Is goedgevonden dezen Job de Valk in te deelen bij de wed.
Beets in kol 1, die slechts twee kinderen heeft
Voorts meent de kleine raad, de volgende verplaatsingen te moeten
voorstellen, als:
a. Pieter Lederdorf, ingedeeld bij van Puffelen, in
kol 1, te plaatsen bij Pieter Bartels, in kol 2;
b. Johanna van der Graaf, en
c. Hanna van der Graaf, beiden ingedeeld geweest als boven,
te doen bij Jan Bakker, in kol 1, die slechts één kind heeft;
d. Frederika Opzomer, ingedeeld bij de wed. Gunther, kol
1, te plaatsen bij Zoutebier, kol 1, die slechts één kind heeft,
en om dit meisje verzocht.
e. Kaatje Perenvanger, van Zoutebier af te nemen, en
wederom te plaatsen bij den huisverzorger Horst, in kol 2, wiens
aantal weezen niet vol is;
f. Elisabeth Krom, sedert eenigen tijd geweest bij Slot in
kol 1, wijk 3, te plaatsen bij Anne Kleinman, in kol 1, wijk 2.
Het meisje heeft instantelijk verzocht, van daar verplaatst te
worden.
((NB: Uit de vergelijking van de
verplaatsingen van wezen met het voorafgaande in deze zitting,
blijkt dat het dan wel een voorstel mag heten, maar in
werkelijkheid de verplaatsingen al geschied zijn.))
(get.) J.H. van Wolda secr.
Verzochten heden om voor 14 dagen met verlof te mogen gaan, de
volgenden:
1. Cohen, van kol 1, naar Amsterdam;
2. De wed. Moen, van kol 2, naar Nieuwendam;
3. Bolkenstein, van kol 3, naar Amsterdam,
om hunne familien te bezoeken.
4. Bollen, van kol 1, verzoekende eene bedevaart te mogen doen
naar Kevelaar.
((NB: Kevelaar staat op wikipedia als
troosteres der bedroefden, bekend pelgrimsoord voor rooms
katholieken))
Dezen zijn van kleeding en reisgeld voorzien, en onder nadere goedkeuring van den Heer Direkteur is hun verzoek toegestaan.

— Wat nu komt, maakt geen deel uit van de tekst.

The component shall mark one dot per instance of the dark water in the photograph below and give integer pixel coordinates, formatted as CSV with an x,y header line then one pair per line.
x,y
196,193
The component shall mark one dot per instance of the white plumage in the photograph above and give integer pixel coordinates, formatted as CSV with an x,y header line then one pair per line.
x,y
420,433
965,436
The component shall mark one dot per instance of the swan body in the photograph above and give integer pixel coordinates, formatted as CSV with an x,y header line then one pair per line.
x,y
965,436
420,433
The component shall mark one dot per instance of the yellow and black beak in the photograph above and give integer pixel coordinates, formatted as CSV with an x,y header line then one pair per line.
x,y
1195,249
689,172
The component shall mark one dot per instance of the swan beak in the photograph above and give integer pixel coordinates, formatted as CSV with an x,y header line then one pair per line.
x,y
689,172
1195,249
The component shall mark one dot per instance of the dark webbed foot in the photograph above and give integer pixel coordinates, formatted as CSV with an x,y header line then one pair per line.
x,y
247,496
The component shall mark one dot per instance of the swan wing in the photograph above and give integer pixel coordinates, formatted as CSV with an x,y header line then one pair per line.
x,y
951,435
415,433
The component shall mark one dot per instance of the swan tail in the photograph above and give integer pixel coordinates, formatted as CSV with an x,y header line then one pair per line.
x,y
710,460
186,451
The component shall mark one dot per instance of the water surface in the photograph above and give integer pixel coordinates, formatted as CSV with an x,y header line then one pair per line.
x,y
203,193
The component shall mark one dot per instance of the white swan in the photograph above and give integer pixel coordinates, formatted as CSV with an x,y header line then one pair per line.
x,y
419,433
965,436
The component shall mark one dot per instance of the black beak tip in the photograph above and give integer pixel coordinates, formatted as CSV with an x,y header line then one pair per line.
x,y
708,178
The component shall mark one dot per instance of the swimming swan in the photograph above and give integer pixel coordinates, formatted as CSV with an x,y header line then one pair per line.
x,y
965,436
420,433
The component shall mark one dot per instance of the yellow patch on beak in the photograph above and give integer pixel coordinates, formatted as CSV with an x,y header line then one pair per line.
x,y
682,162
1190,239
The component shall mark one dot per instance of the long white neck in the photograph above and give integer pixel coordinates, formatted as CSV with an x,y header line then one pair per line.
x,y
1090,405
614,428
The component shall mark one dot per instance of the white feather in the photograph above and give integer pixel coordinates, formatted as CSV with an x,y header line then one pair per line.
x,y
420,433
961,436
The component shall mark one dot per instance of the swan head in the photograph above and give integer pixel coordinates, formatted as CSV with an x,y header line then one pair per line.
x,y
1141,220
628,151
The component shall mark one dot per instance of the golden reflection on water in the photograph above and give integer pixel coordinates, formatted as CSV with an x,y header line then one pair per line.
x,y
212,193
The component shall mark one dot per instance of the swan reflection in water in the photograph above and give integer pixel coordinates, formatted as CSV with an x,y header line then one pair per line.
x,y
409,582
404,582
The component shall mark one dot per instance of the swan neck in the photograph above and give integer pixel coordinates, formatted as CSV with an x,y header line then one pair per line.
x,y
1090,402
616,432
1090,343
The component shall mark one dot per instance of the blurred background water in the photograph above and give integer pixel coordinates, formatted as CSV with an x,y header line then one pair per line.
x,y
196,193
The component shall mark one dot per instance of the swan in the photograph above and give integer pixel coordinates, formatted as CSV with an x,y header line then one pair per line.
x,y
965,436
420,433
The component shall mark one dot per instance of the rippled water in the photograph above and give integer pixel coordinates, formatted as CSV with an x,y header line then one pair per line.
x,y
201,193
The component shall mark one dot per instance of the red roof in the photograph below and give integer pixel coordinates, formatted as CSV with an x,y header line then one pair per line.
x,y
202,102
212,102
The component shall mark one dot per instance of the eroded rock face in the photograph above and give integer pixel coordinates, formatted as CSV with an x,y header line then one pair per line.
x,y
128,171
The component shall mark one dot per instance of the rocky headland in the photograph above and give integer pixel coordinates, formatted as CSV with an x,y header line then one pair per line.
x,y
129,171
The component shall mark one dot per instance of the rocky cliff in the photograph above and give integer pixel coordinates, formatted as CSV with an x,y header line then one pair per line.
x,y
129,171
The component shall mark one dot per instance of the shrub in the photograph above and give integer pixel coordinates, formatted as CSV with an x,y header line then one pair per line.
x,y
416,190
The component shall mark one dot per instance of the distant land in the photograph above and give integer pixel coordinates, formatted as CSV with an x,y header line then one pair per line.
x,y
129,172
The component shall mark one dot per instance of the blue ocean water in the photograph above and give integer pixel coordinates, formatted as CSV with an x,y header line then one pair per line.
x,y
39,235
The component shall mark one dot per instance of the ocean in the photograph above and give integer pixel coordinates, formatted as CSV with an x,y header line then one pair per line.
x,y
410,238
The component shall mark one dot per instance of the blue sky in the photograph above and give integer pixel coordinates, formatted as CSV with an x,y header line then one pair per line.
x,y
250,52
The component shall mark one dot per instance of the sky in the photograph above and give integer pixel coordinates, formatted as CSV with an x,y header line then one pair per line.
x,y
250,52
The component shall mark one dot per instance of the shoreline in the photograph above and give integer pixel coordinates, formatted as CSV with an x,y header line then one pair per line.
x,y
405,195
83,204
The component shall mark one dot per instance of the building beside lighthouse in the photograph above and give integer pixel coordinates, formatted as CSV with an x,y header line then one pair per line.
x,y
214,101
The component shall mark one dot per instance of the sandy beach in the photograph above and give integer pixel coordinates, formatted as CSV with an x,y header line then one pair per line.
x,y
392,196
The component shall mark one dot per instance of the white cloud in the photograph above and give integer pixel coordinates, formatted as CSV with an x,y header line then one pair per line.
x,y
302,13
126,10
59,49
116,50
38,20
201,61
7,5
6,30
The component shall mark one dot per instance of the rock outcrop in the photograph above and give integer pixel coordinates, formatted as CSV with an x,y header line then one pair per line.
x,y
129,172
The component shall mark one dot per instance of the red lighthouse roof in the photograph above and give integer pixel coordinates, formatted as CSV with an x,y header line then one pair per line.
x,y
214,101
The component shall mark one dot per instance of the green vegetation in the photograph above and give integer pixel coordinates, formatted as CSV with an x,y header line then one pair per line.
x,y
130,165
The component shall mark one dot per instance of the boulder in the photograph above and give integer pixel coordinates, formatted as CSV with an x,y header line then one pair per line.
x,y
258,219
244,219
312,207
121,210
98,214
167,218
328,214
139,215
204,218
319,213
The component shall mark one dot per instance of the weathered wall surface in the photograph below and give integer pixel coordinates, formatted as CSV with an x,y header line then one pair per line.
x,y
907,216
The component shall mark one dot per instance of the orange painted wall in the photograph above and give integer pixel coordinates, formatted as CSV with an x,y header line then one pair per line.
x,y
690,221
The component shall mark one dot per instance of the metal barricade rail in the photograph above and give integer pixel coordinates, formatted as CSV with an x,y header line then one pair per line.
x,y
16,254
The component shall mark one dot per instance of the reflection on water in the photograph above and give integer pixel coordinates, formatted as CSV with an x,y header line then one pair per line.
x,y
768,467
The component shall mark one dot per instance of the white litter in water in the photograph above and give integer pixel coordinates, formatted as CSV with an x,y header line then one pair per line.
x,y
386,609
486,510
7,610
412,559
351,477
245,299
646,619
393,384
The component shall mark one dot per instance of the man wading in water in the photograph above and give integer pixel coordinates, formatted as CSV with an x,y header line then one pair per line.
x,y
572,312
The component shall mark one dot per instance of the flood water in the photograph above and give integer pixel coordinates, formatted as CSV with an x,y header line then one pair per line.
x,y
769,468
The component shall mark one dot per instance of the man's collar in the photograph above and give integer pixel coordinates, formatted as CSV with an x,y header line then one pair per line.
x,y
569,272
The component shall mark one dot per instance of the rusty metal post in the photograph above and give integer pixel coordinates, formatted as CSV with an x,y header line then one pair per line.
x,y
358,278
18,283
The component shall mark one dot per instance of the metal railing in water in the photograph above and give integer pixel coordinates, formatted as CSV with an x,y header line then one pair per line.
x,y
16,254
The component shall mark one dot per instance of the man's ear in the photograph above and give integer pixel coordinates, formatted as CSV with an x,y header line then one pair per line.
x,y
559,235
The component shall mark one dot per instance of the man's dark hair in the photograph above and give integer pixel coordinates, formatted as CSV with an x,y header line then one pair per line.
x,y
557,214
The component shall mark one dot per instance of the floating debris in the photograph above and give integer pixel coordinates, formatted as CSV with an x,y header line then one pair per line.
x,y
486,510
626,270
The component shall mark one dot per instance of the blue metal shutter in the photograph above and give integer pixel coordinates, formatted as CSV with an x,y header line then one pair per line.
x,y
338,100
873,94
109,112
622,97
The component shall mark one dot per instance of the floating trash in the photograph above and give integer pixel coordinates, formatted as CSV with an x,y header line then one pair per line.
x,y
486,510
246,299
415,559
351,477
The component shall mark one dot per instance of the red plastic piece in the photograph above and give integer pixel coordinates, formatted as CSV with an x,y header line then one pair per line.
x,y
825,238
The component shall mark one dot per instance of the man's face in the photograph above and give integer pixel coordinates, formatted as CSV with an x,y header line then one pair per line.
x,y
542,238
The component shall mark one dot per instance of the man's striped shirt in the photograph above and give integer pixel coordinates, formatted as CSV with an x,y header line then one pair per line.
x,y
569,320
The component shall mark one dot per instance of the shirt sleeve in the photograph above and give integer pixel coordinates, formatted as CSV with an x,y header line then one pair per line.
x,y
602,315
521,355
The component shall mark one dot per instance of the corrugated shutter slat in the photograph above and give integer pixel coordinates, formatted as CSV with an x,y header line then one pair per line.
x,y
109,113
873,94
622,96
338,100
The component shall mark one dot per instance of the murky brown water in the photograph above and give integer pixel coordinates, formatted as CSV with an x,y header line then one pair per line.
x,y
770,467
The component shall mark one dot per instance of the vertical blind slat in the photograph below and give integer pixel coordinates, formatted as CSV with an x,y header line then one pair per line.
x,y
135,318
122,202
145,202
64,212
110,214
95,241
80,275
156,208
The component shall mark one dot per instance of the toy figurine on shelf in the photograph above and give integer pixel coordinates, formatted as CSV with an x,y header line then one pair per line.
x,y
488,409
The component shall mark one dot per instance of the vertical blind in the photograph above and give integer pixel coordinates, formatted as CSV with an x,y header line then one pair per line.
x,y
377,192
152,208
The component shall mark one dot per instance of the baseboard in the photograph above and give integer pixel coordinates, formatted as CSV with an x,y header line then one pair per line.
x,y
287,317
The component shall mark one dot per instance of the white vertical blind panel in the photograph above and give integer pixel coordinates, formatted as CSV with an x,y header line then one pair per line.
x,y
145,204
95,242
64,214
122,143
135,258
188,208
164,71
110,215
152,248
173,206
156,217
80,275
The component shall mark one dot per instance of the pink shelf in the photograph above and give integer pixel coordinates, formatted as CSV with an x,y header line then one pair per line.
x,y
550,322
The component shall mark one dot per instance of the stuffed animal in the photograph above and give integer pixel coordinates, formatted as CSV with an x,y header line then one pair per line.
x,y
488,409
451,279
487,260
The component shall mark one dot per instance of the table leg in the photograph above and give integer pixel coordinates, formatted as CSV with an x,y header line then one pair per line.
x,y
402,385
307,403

In de kantlijn bijgeschreven: Is door de Heer Direkteur geapprobeerd.
5. Vogelzang, van kol 2, vragende permissie om zijnen zoon
Hein, welke in het aanstaande voorjaar in militairen dienst gaat,
voor 3 maanden buiten de kolonie te mogen laten dienen;
6. Zwier Zwiers, van kol 2, verzoekende insgelijks
eenigen tijd te mogen gaan werken buiten de kolonie, ten einde zoo
veel geld te verdienen, als hij tot de afrekening van zij ncorps,
Nov. 1828, zoude noodig hebben;
7. Henderica Nieuwenhuis, van kol 1, verzoekende eenigen
tijd te mogen werken aan den nieuwen straatweg, in Vriesland.
Is goedgevonden deze lieden te raden, dat, zoo zij verlangen
mogten buiten de kolonie te gaan, zij dan goede diensten zouden
zoeken, en zoo zij die gevonden zouden hebben, de kleine raad hun
ook daartoe het noodige verlof zoude geven.
(get.) J.H. van Wolda Secr.
Voor eensluidend afschrift
De secretaris van den kleinen raad der vrije kolonien
J.H. van Wolda
In de kantlijn bijgeschreven: Goedgekeurd door de
Permanente Kommissie van Weldadigheid, te 's Gravenhage, den 28
Sept. 1828, van Konijnenburg, secretaris.